Paintings of this type, often called Faiyum portraits (although not all of them come from the Faiyum oasis), are typical products of the multicultural, multiethnic society of Roman Egypt. Most of them are painted in the elaborate encaustic technique, in which pigments were mixed with hot or cold beeswax and other ingredients. This versatile medium allowed artists to create images that in many ways are akin to oil paintings. The boy's head, for instance, stands out from the light olive–colored background, creating an impression of real depth. His face is modeled with flowing brushstrokes and a subtle blend of light and dark colors. Shadows on the left side of the face, neck, and garment and below the right eye indicate a strong source of light on the boy's right. Most arresting are the dark brown eyes with black pupils reflecting the light with bright spots. This manner of painting, which is very different from the traditional Egyptian style but was well known in Ptolemaic Egypt, originated in Classical Greece in the fifth and fourth centuries B.C. [MMA]

Cleopatra VII, reigned 51–30 BCE.

Cleopatra ruled with her father Ptolemy XII, her brother Ptolemy XIII, her brother-husband Ptolemy XIV, and her son Ptolemy XV.

She later became the supreme ruler of Egypt by consummating a productive liaison with Gaius Julius Caesar (one son - Ptolemy Caesar nicknamed "Caesarion", which means Little Caesar). After Caesar's assassination (15 March 44 BCE), Cleopatra aligned with Mark Antony (42 -31 BCE), with whom she had twins and a daughter (Cleopatra Selene II, Alexander Helios, Ptolemy Philadelphus). Her reign marks the final end of the Hellenistic Era in 31 BCE with the Battle of Actium and the beginning of the Roman Era. She was the last Pharaoh of Ancient Egypt (her son Caesarion, ruled in name only at age 3 before Augustus had him executed).

The Death of Cleopatra, Reginald Arthur, 1892.

Mark Antony committed suicide, having been told Cleopatra was dead.
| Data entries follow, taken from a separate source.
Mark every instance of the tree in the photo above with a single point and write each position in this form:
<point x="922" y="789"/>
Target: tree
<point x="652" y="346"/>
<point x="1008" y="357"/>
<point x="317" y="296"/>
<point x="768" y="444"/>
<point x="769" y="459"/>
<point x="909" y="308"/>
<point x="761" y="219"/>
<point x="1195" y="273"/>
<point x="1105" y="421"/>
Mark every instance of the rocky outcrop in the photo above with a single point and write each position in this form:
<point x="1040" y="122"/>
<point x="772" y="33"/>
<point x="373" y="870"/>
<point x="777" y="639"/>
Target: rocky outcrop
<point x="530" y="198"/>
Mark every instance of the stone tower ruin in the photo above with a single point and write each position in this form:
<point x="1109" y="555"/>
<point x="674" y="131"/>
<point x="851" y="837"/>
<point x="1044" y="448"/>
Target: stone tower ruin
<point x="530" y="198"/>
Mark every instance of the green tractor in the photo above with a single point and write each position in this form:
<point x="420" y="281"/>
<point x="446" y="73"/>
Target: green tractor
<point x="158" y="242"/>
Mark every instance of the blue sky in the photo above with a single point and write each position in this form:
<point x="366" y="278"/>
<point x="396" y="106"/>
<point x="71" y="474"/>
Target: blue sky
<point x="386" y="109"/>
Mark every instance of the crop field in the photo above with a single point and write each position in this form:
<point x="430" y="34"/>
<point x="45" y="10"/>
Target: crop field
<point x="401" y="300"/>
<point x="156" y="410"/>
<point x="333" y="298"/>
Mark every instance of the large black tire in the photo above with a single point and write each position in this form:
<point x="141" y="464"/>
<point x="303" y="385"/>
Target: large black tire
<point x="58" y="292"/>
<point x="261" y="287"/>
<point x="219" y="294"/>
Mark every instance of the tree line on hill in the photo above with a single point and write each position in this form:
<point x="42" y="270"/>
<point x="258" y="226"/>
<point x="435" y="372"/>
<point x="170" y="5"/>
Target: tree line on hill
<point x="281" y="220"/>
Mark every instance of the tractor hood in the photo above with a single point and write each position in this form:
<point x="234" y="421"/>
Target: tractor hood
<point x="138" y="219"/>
He was brought to Cleopatra's tomb and died in her arms. A few days later, Cleopatra also died by snakebite - she had two asps hidden in a fig basket so as she was eating she would never know when she would die. Octavian (Augustus), executed her Caesarian but spared Cleopatra's three children w/Antony, having Antony's wife (Octavia Minor, niece of Augustus) raise them.